This is the documentation for Cloudera 5.2.x.
Documentation for other versions is available at Cloudera Documentation.

Apache Hadoop Known Issues

— Deprecated Properties

In Hadoop 2.0.0 and later, a number of Hadoop and HDFS properties have been deprecated. (The change dates from Hadoop 0.23.1, on which the Beta releases of CDH 4 were based). A list of deprecated properties and their replacements can be found at http://archive.cloudera.com/cdh5/cdh/5/hadoop/hadoop-project-dist/hadoop-common/DeprecatedProperties.html.

HDFS

HDFS Encryption Known Issues

  Important: The HDFS Data at Rest Encryption feature included in CDH 5.2.0 has several known limitations. Therefore, Cloudera does not currently support this feature and it is not recommended for production use. If you're interested in trying the feature out in a test environment, contact your account team.

— DistCp between unencrypted and encrypted locations fails

By default, DistCp compares checksums provided by the filesystem to verify that data was successfully copied to the destination.

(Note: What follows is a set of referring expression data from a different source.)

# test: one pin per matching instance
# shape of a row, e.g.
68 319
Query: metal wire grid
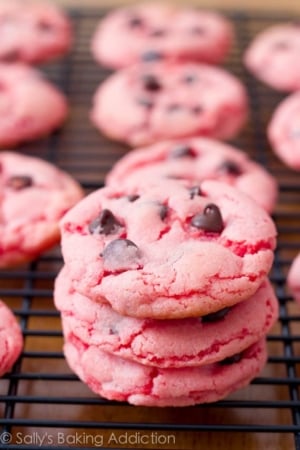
41 394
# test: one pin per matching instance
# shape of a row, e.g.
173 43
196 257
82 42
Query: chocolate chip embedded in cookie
195 160
34 197
176 255
158 32
157 104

However, when copying between unencrypted and encrypted locations, the filesystem checksums will not match since the underlying block data is different.

Severity: Low

Workaround: Specify the -skipcrccheck and -update distcp flags to avoid verifying checksums.

— NameNode - KMS communication fails after long periods of inactivity

Encrypted files and encryption zones cannot be created if a long period of time (by default, 20 hours) has passed since the last time the KMS and NameNode communicated.

Bug: HADOOP-11187

Severity: Low

Workaround: There are two possible workarounds to this issue:
  • You can increase the KMS authentication token validity period to a very high number. Since the default value is 10 hours, this bug will only be encountered after 20 hours of no communication between the NameNode and the KMS. Add the following property to the kms-site.xml Safety Valve:
    <property> 
    <name>hadoop.kms.authentication.token.validity</name> 
    <value>SOME VERY HIGH NUMBER</value> 
    </property>
  • You can switch the KMS signature secret provider to the string secret provider by adding the following property to the kms-site.xml Safety Valve:
    <property> 
    <name>hadoop.kms.authentication.signature.secret</name> 
    <value>SOME VERY SECRET STRING</value> 
    </property> 

— Spark fails when the KMS is configured to use SSL

Severity: Medium

Workaround: None. Disable SSL support for the KMS to proceed.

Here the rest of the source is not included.